Statistical Modeling 101

Modeling 101

Mom used to joke that her son was a model. Why? Because I do modeling. Obviously, I’ve never done that sort of modeling, but it may not be obvious to everyone what I mean by modeling. Let me give you an illustration with a simple example of supervised learning.

Supervised learning refers to statistical models with one or more dependent variables which we try to understand or predict using one or more independent variables. Note that outcome and predictor are now often used in place of dependent and independent variable, and I will use these terms interchangeably in this article.

Regression is probably the most popular type of supervised learning. There are many others, including methods ambiguously called machine learning. (Regression itself is considered machine learning by many data scientists.)

Say, for instance, we have purchase data for a certain product category. We’d like to use these data to better understand why some people purchase this type of product more (or less) often than others do. Based on what we’ve learned from previous research, agegenderhousehold income and household size are our candidate predictors. Remember, this is only a hypothetical example and in a real setting there probably would be many more predictors we would consider.

Our basic regression model could be represented in English as follows:

Purchase Frequency = intercept + Age + Gender + Household Income + Household Size + error

Intercept is the value of purchase frequency when the predictors are all zero. Error denotes deviations of our model’s predicted purchase frequency from actual purchase frequency. It’s what the model is unable to explain and is a very important part of the equation.

Even uncomplicated regressions such as this hypothetical one aren’t simply a case of clicking and dragging variable names into boxes. We have many decisions to make, including those when we’re setting up and cleaning our data. Regression comes in many flavors and the nature of the dependent variable determines which type of regression we should use. This is a critical decision.
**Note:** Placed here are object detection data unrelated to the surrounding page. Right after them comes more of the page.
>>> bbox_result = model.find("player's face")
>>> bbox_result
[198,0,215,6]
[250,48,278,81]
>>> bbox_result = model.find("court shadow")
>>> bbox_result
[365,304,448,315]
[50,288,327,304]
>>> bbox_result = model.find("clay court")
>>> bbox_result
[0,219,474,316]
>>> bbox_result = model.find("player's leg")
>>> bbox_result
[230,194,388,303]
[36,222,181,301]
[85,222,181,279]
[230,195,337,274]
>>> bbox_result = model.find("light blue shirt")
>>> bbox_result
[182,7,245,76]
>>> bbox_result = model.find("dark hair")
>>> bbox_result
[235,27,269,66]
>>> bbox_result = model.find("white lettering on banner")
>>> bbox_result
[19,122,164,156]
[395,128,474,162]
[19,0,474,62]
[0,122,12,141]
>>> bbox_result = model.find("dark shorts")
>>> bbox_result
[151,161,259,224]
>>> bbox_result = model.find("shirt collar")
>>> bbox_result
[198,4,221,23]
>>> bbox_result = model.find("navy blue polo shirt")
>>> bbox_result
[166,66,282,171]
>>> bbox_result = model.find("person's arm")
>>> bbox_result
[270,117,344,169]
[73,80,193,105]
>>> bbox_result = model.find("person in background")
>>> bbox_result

For example, purchase frequency might have been obtained from a consumer survey with the answer categories every day, 2-3 times a week, once a week, 2-3 times a monthonce a month, and less than once a month. This is an ordinal scale and our usual regression, which assumes interval data (equally-spaced categories) or continuous data, would be inappropriate. Some form of ordinal regression, and there are many, would be a better choice.

On the other hand, we might have a record of the number of times each consumer had bought the product over a three-month period, for example. Here, Poisson regression or another kind of regression designed for data of this type would be most suitable. There are more than twenty kinds of regressions for count data I know of.


There are other decisions that pertain to the right-hand side of the equation. We might need to recode gender as Female = 1, Male = 0, for example. This is usually called dummy coding, though other terms are also used. Likewise, we might collapse household income and household size into fewer categories and recode them as dummy variables – that is just one possibility and not a wise choice in every situation.

Age might need to be transformed in some way – it’s common to center variables such as age on the data mean or some value that makes intuitive sense. For example, if the mean age of the consumers in our data is 40, a 50 year-old would be recoded as 10 and a 30 year-old as -10. This way, the intercept would be meaningful since none of our consumers would be zero years of age. The relationship between age and purchase frequency could be curvilinear, in which case some variety of spine or polynomial regression might be used. There are many options.

There may also be interactions, moderated effects in which, for example, the association between age and purchase frequency depends on gender.

Multilevel, mixture or longitudinal modeling might also be considered. These are advanced topics but, in our example, multilevel modeling could be used to account for geographic patterns in our data. Mixture modeling is quite complex, but one type essentially blends regression and cluster analysis. We might find, for instance, that separate regression equations are needed for different segments of consumers. Longitudinal analysis would be used if we’d like to study how the behavior of consumers changes over time, perhaps in response to marketing activity.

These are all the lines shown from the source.